Not TV show editing, rather a satire magazine, but a now-deleted reply mentioned that Charlie Hebdo was pressured to censor and would not. They had staff members murdered because they would not censor.
But if it's what socalgal2 was talking about, then their comment was a non-sequitur. They saw the word censorship and rambled something almost entirely unrelated to the topic at hand.
That's why it's worth asking what they're talking about.
There was also South Park's episodes 200 and 201 where they got a slew of death threats for depicting Mohammad. Funnily enough, Mohammad's depiction was the least offensive of all the other religious figures they showed in that episode, which was basically the point of the episodes more or less.
The funniest part of it all is that the network decided to not only remove the episode after the initial airing, it even censored Kyle's speech at the end of 201[1] about fighting back against intimidation. The censorship was done in such a way that it looked like South Park was satirizing the censorship itself too [2].
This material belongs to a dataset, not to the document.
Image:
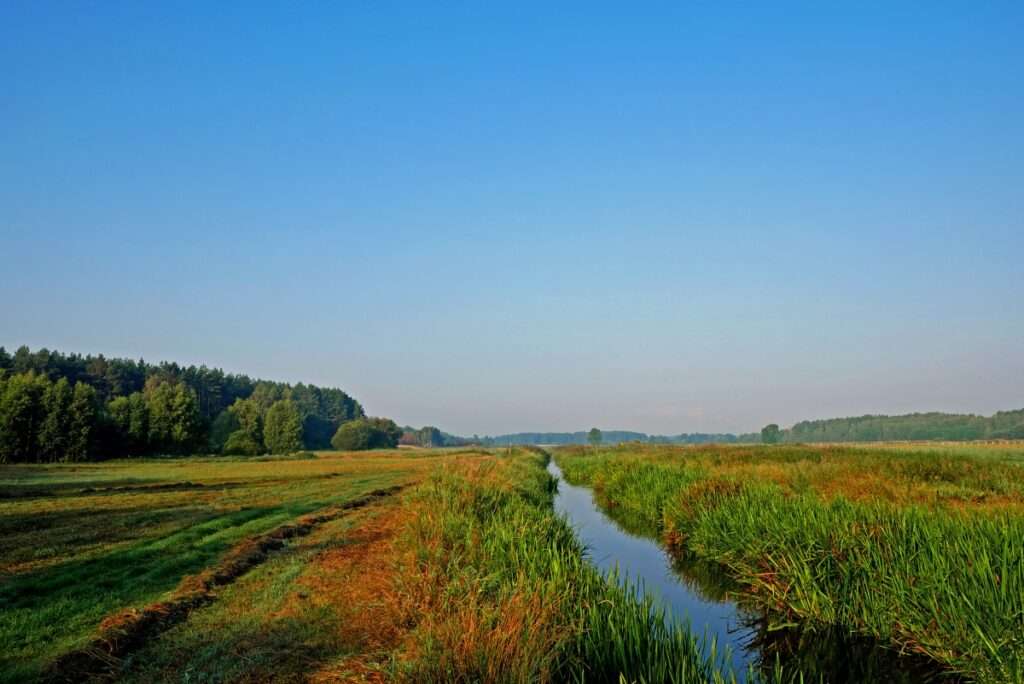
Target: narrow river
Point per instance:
(701, 597)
They were responding to a comment about piracy not self-centering extant works. I could see where the comment does sequitur, just barely. Perhaps he is pushing an agenda, perhaps he was making conversation. I can see far further OT comments all up and down this post.
My issue is less with taking a tangent but the way the comment is framed as if it's a justification for what services are doing. Maybe one south park episode can be half-justified that way, and basically nothing else.